Sequenciamento genômico realizado em 80 amostras coletadas de moradores do Paraná infectados com o coronavírus apontou que, destas, 46,2% são da variante P1, mutação brasileira do vírus. De acordo com o estudo, publicado pela Secretaria de Estado da Saúde (Sesa) nesta terça-feira (30), apesar de contemplar um universo reduzido de amostras, os resultados indicam que essa linhagem é predominante entre as identificadas no estado.

Ainda foram identificadas, nas amostras analisadas, as variantes B.1.1.28, com 28,8% de ocorrência; e P.2, com 11,2%, ambas também cepas detectadas no Amazonas. Além disso, o sequenciamento identificou a variante do Reino Unido (B.1.1.7) e outras cinco. A análise foi feita pela Rede Genômica Fiocruz e pelo Instituto Carlos Chagas (Fiocruz Paraná) em parceria com a Universidade Federal do Paraná (UFPR), coordenada pela Sesa e supervisionada pelo do Laboratório Central do Estado (Lacen/PR).

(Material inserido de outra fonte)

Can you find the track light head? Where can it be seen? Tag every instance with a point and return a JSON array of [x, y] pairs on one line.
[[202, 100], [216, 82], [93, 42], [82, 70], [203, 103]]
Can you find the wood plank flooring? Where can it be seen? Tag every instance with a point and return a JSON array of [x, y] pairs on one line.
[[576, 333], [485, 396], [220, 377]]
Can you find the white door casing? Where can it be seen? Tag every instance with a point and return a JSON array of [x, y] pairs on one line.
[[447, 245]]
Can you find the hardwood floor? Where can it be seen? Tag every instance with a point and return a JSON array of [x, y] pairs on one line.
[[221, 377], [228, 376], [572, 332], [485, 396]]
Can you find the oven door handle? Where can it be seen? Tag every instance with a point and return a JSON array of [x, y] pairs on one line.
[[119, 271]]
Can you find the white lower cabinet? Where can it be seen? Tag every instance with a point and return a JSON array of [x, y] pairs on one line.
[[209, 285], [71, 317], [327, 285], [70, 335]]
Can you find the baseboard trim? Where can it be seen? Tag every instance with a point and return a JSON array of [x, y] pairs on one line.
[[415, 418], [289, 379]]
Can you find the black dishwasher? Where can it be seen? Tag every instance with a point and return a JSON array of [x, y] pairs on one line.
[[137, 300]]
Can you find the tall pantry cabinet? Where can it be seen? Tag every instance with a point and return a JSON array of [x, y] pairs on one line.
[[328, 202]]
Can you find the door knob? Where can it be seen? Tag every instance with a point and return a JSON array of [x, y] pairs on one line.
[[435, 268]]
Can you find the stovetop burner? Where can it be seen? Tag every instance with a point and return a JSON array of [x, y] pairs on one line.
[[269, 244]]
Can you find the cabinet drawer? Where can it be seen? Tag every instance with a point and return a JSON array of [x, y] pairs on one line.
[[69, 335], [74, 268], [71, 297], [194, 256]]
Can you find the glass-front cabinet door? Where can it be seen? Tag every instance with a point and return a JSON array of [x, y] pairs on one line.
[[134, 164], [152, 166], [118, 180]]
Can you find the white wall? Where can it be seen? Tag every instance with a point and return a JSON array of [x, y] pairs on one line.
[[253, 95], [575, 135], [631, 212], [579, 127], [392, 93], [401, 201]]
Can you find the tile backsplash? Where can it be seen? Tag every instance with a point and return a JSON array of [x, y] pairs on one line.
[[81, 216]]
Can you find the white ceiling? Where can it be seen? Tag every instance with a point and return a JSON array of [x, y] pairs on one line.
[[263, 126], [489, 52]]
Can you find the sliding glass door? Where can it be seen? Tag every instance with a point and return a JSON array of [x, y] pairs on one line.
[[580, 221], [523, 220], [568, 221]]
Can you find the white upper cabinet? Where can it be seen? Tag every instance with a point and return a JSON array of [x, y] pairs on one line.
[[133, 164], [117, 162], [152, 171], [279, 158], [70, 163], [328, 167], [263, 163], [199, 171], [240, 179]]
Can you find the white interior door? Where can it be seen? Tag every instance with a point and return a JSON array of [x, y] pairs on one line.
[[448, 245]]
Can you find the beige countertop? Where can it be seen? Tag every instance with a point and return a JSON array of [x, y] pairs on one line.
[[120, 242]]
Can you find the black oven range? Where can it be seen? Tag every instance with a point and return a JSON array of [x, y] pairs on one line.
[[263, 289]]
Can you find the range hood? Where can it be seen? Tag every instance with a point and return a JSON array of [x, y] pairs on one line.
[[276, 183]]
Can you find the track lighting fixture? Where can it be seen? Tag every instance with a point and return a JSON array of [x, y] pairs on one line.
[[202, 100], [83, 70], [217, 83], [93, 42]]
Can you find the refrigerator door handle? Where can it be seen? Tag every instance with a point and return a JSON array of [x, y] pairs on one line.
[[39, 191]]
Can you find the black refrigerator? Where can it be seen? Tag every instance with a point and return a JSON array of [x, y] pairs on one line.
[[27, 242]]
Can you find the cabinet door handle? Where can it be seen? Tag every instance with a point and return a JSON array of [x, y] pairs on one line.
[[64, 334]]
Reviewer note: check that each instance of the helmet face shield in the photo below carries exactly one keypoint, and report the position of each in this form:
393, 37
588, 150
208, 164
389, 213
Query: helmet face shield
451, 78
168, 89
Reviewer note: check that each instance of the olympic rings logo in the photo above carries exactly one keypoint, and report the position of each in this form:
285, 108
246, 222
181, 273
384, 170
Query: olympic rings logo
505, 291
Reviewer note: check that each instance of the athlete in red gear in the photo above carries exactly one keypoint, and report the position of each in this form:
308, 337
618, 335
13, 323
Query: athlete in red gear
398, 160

Laboratório Central do Estado – LACEN – Recepção de amostras para teste do Coronavirus.
Curitiba, 01/04/2020 – Foto: Geraldo Bubniak/AEN

Para o secretário de Estado da Saúde, Beto Preto, o resultado da investigação explica o aumento da taxa de contaminação no Paraná. “Nos últimos dias, quase metade dos testes RT-PCR realizados no Paraná tem resultado positivo, ou seja, mais pessoas estão se infectando e grande parte delas pode estar com a variante P1, que é mais agressiva do que a doença que conhecemos no ano passado”.

De acordo com Helisson Faoro, pesquisador do Instituto Carlos Chagas e doutor em Bioquímica e Biologia Molecular pela UFPR, conhecer as variantes em circulação no estado pode ajudar no enfrentamento à pandemia de uma maneira mais precisa.

Estudo

A seleção contemplou grupos de 24 amostras dentro de cada Macrorregional de Saúde do estado, abrangendo todo o Paraná. Em seguida, foram realizados sorteios aleatórios de amostras dos grupos pré-definidos nessas macrorregiões. A previsão é de que novas coletas sejam sequenciadas e analisadas nos próximos dias.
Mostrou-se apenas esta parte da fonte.